Getting bim to understand tolerances on cabinets was even hard. :no: Some people


----------



## TBFGhost

chippy uk said:


> I like the clip on pouches, may have to import them to the uk. I wear a pair of work trousers with pockets all over the show on the front, but when im door hanging on refurbishments and remodels i like to have a 1" butt chisel with me and the pockets on these trousers would tear with a chisel in them, maybe i should look at the individual tool holders to add to my dewalt belt



Check these out

http://www.amazon.com/Occidental-Le...r=8-1&keywords=occidental+leather+tool+shield


----------



## woodworkbykirk

i have the occi suspenda vest which i hang only one pouch off the left side for my glue bottle and pins. i wear it when im hanging doors, building closets and window buildouts and casing.. 

after that when at the baseboard, crown and hardware stage i just carry a small tool bag with what i need in it.. reason being less weight on me to run up and down stairs to cut and less chance of dinging walls


----------



## Craftmark

CarrPainting said:


> Whats a tool belt again? :whistling
> 
> 
> 
> 
> 
> Oh yes! 'The Man Purse' Gotcha :thumbsup::laughing:


That would be the equivalent to the back of the painters truck/van....only it's not frozen in the winter....:whistling


----------



## ShepV

I'm a fan of the European style work trousers. Plenty of places for small tools and holsters that tuck away when you head to the bar after work.
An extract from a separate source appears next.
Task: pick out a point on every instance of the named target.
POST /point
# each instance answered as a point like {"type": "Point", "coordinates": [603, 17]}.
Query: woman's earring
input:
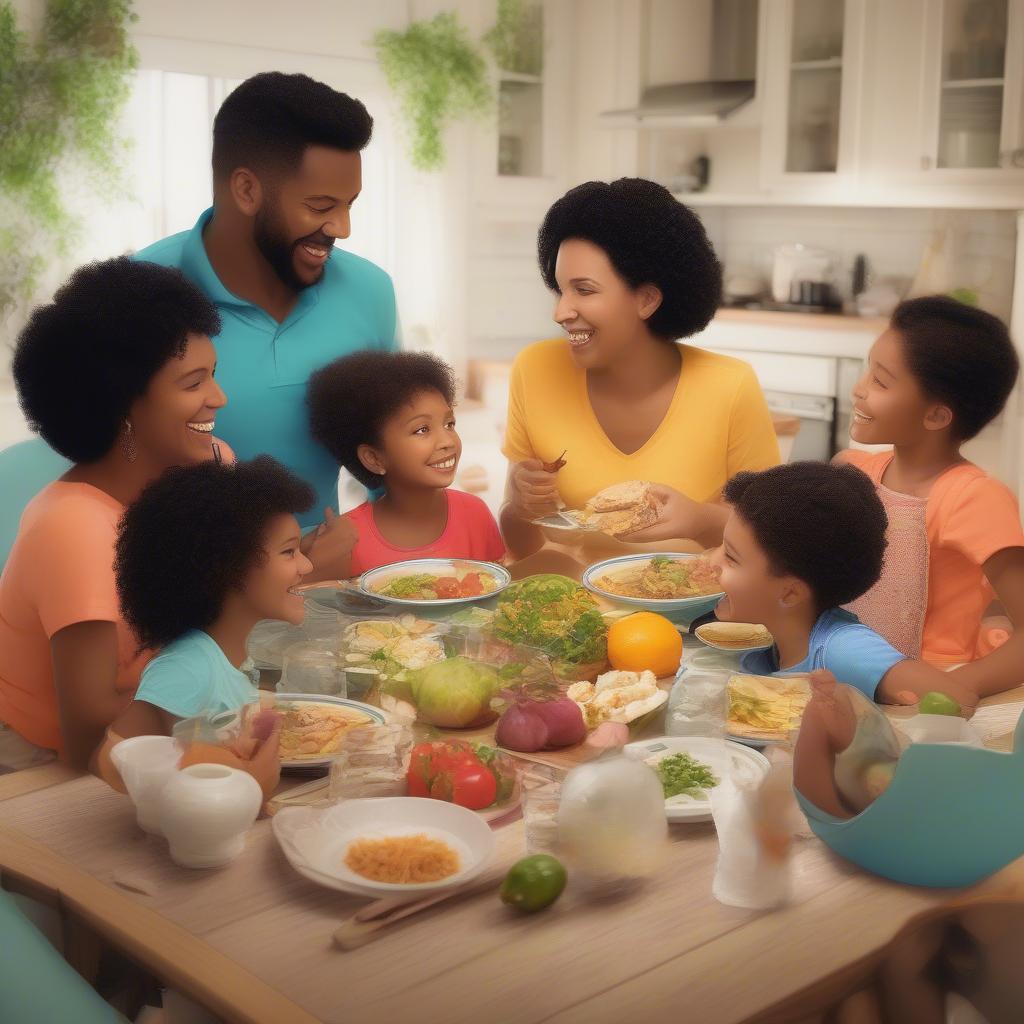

http://www.repconnw.com/index.php?p...com_virtuemart&Itemid=109&vmcchk=1&Itemid=109


----------



## Carpenter eyes

I dont do alot of trim work. The times i do i dont like wearing my full belt. I got tired of fiximg scratches in my walls 

Now i wear this.









It holds everything i need minus a hammer which i leave in the room im working in. Plus it clips right on my pocket


----------



## Buildtech

I'm not a fan of pouches or hanging bags and hammers once we are at finish stage in a house. I wear a Duluth Trading apron, lots of pockets, nothing sharp flying around, good solid loop to hang a gun on if need be. Besides that I work out of a Veto Pro bag. It has everything I need in it. 

We always set up a custom bench equipped with T-slot tracks, vise, bench dogs etc. Being over organized saves hours over the course of the project. Clients appreciate the professionalism in their homes.


----------



## TBFGhost

Buildtech said:


> I'm not a fan of pouches or hanging bags and hammers once we are at finish stage in a house. I wear a Duluth Trading apron, lots of pockets, nothing sharp flying around, good solid loop to hang a gun on if need be. Besides that I work out of a Veto Pro bag. It has everything I need in it.
> 
> We always set up a custom bench equipped with T-slot tracks, vise, bench dogs etc. Being over organized saves hours over the course of the project. Clients appreciate the professionalism in their homes.



Can you post a photo of that bench?
:thumbsup:


----------



## ChimneyHill

I don't wear my bags when trimming or on remodels. Carhartt pants with the side pockets for knife, mini pry bar, spring assist nail set, nail puller and a chisel. Tape and hammer loop on my belt, speed square in the back pocket. Also carry a small bag for the guns, nails, glue, pull saw, etc.

I would also like to see a photo of that bench, sounds pretty slick.


----------